Rubin’s achievements earned her election (as the second female astronomer) to the National Academy of Sciences in 1981. In 1996 she became the first woman to receive the Royal Astronomical Society’s Gold Medal since Caroline Hershel in 1828. She repeatedly called for more women to join the sciences, providing encouragement and fighting problems that persist today. Sadly, she never received the Nobel Prize that many feel she deserved.

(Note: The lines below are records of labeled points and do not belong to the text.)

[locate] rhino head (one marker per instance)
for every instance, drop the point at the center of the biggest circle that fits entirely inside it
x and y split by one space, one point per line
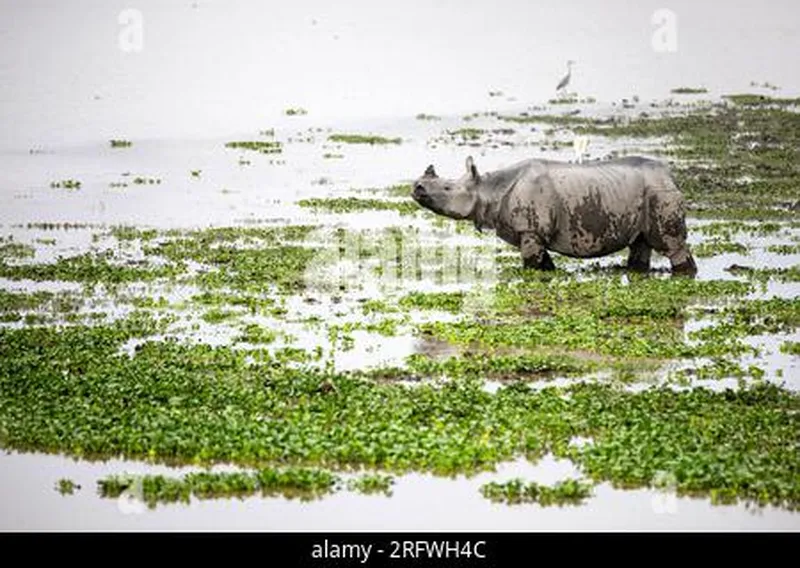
454 198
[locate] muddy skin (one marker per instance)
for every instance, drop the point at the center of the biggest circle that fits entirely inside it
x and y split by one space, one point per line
578 210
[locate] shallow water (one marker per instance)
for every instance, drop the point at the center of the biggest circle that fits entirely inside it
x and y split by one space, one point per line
196 86
419 503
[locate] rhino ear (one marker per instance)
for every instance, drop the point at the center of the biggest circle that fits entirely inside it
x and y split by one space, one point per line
472 169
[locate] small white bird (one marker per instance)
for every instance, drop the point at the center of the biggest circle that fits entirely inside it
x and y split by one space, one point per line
565 81
580 144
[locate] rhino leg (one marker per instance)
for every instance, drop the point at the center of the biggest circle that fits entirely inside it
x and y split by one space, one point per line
639 257
534 255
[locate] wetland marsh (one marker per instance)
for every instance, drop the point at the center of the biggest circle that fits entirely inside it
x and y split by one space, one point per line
262 330
348 332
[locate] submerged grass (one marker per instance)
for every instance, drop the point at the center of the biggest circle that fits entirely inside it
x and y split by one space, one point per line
303 483
73 391
517 491
370 139
356 204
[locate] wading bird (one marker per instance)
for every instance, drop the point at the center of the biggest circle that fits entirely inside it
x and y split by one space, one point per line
565 81
580 144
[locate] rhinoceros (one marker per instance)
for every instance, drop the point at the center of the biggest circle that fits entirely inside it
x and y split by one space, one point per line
583 210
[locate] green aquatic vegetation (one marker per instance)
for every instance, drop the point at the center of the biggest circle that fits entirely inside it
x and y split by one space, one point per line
252 259
370 139
377 306
755 100
353 204
256 334
784 249
791 347
776 315
387 327
141 180
66 184
129 233
517 491
781 274
261 146
62 302
254 304
444 301
218 316
467 134
499 366
726 229
720 368
371 484
304 483
91 268
399 190
688 90
605 316
67 486
73 391
718 246
16 251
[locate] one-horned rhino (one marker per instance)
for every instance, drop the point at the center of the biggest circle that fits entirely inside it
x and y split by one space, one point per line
579 210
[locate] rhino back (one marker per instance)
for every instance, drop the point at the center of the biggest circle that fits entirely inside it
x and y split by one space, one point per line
587 210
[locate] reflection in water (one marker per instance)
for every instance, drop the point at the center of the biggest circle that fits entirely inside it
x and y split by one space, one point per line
419 502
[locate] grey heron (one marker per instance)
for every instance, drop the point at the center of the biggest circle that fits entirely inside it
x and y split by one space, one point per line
565 81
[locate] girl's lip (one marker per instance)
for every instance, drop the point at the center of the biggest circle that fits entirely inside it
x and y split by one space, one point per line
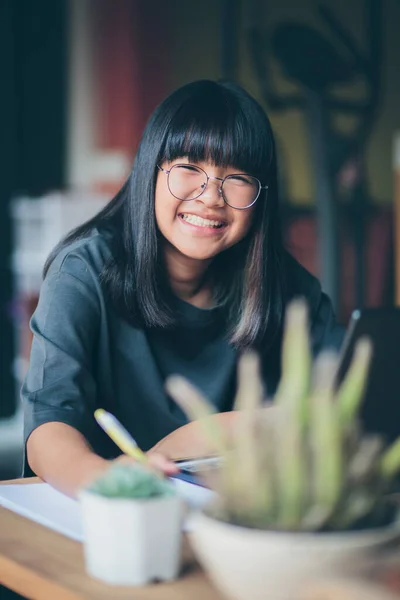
208 217
209 231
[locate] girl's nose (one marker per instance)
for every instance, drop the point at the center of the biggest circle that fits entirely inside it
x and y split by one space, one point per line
212 195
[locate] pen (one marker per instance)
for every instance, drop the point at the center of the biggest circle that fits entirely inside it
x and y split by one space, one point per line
119 435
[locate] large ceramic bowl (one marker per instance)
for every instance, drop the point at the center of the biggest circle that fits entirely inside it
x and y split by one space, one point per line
250 564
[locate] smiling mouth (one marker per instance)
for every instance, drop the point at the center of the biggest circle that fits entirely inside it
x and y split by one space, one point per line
200 222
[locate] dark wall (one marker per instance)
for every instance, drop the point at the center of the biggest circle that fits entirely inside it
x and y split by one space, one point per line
33 61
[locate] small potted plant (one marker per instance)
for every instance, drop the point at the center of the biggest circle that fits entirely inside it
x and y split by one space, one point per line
302 492
132 521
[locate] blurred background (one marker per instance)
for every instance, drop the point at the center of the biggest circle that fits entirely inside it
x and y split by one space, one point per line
81 77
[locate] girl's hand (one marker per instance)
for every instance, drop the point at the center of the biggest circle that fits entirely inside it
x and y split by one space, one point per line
156 461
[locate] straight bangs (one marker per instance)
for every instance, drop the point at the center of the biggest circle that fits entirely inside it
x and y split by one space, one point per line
216 127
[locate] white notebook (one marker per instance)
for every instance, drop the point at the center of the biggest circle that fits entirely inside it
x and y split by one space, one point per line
45 505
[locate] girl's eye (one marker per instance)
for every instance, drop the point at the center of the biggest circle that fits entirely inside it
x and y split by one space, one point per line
240 179
190 168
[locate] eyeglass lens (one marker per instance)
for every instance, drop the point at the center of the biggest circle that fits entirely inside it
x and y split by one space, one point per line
187 182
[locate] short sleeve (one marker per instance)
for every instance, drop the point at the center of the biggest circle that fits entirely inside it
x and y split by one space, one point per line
60 383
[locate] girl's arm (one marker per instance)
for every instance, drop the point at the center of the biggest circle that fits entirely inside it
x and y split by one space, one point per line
60 455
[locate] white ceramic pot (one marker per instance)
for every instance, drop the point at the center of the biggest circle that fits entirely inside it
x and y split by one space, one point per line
129 541
250 564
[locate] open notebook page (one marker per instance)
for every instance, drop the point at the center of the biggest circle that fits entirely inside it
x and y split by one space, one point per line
45 505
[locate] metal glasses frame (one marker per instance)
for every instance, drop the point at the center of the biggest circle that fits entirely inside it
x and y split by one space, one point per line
220 189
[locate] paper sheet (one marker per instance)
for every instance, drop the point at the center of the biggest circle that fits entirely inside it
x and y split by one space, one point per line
45 505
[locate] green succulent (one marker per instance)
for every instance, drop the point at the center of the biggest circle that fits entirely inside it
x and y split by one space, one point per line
301 463
131 481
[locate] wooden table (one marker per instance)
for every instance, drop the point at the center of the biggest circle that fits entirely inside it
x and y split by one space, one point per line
41 564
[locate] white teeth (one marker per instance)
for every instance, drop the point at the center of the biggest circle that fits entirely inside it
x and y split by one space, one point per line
195 220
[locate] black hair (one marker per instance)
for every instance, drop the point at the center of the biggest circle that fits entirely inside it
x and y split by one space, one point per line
221 123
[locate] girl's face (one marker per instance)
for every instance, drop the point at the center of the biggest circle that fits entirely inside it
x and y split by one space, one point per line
202 228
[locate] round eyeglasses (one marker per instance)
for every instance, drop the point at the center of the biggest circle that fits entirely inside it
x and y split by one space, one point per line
188 182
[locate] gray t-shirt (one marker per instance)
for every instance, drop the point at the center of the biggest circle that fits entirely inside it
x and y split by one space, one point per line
85 356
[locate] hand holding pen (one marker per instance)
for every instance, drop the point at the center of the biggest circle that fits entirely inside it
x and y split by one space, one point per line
125 442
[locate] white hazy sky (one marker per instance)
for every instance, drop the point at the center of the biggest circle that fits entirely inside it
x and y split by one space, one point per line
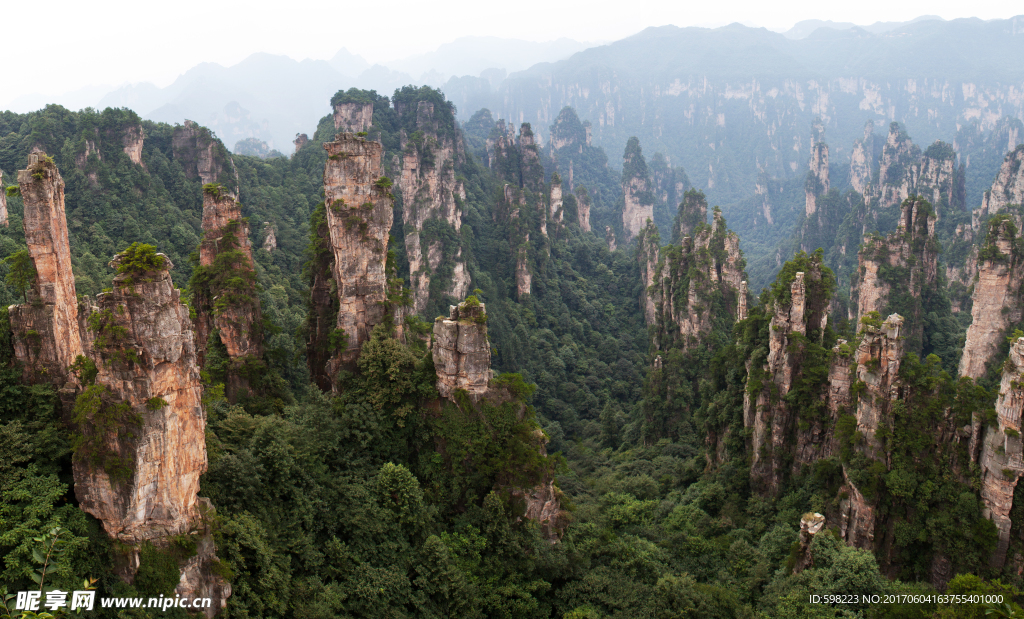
59 45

While many have praised Rubin for her remarkable discoveries, advancement for women in science, and successful juggling of career and family, she stands tallest as a role model in her unabashed love of astronomy. Her child-like curiosity and wonder present throughout her entire life will encourage many to come.

Select References:

American Institute of Physics. Oral History Interview. 1989.

Bartusiak, Marcia. "Dark Matter." Archives of the Universe: A Treasury of Astronomy's Historic Works of Discovery. New York: Pantheon, 2004.

Irion, R. "VERA RUBIN PROFILE: The Bright Face Behind the Dark Sides of Galaxies." Science 295.5557 (2002): 960-61.

Rubin, V. C. et al. “Extended rotation curves of high-luminosity spiral galaxies. IV – Systematic dynamical properties, SA through SC.” Astrophysical Journal Letters. November 1, 1978.